This interview can be found at Historical Novels.info Here is the link to the original interview. We are giving a copy of this book away, details will be posted tomorrow at Friday ARC giveaways. Thanks
Deborah Swift Interview
December 7, 2010
the author of The Lady's Slipper
It was great to have Deborah Swift visit the blog on December 7, 2010, to talk about her debut novel The Lady's Slipper, about a seventeenth-century woman whose theft of a flower changes her life dramatically. Welcome, Deborah!
Alice's shoes appear and disappear through the novel. Did you consciously set out to include these literal lady's slippers to echo the lady's slipper orchid, or did Alice's shoes appear on the page before you realized what you had done?

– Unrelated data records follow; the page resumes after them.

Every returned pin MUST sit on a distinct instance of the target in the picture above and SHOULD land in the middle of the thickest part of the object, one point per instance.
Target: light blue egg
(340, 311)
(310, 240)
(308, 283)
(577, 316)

The idea of using a woman's shoe arose naturally from the name of the flower, and I thought it would be interesting if another character could have a similar fascination for her lady's slippers (shoes) as Alice has for the orchid. For someone poorer, material comforts might be more important than the natural world, and I wanted a contrast of priorities. So yes, it was intended from the outset. In my first draft Ella the maid referred to the shoes as "slippers," but later I decided it would be a better reader experience if the readers made the link themselves and changed the wording to "shoes" except for a single reference.

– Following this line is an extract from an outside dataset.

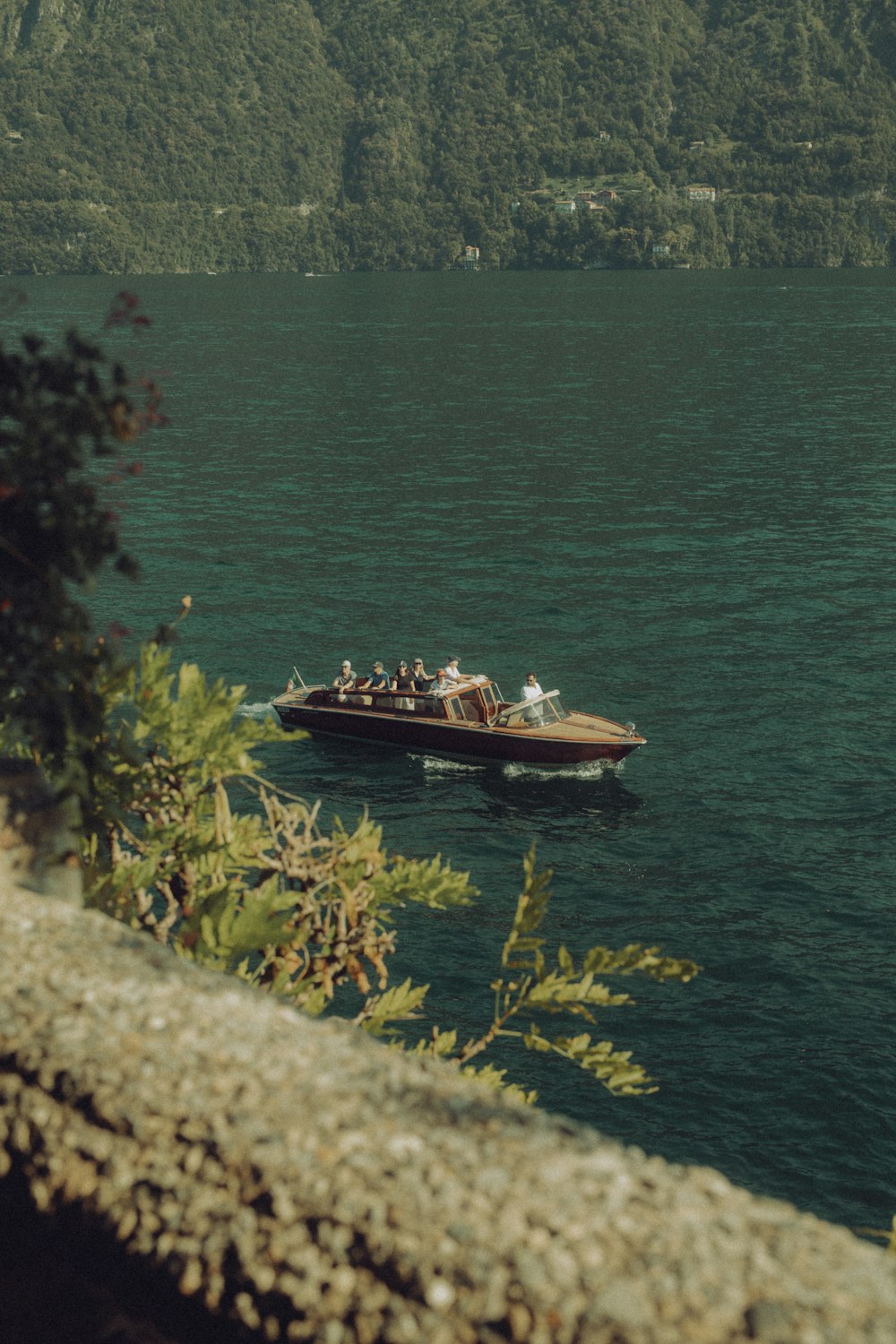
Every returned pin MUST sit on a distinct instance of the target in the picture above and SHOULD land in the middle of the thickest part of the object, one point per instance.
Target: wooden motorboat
(470, 720)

You write with great sympathy of your Quaker characters. Have you ever attended a Quaker meeting?
I attended Quaker meetings as part of my research, but am not a regular attender. From my experiences there I admire the Quakers' lack of dogma, and their idea that each person must enquire for him/herself. Of course there are many different types of Quakers now, but they all have the silent meeting at their heart. I am also interested in why attending to silence - an absence, can make people re-assess what is meaningful.
Are there circumstances under which you might, yourself, be tempted to steal a flower?
On spring walks I am always tempted to come home with armfuls of bluebells or other wild flowers, but if everyone did that we would have no wild flowers left, so I refrain. Finding out so much about the fight to preserve our native species means I won't be tempted, besides - Alice's experience has put me off!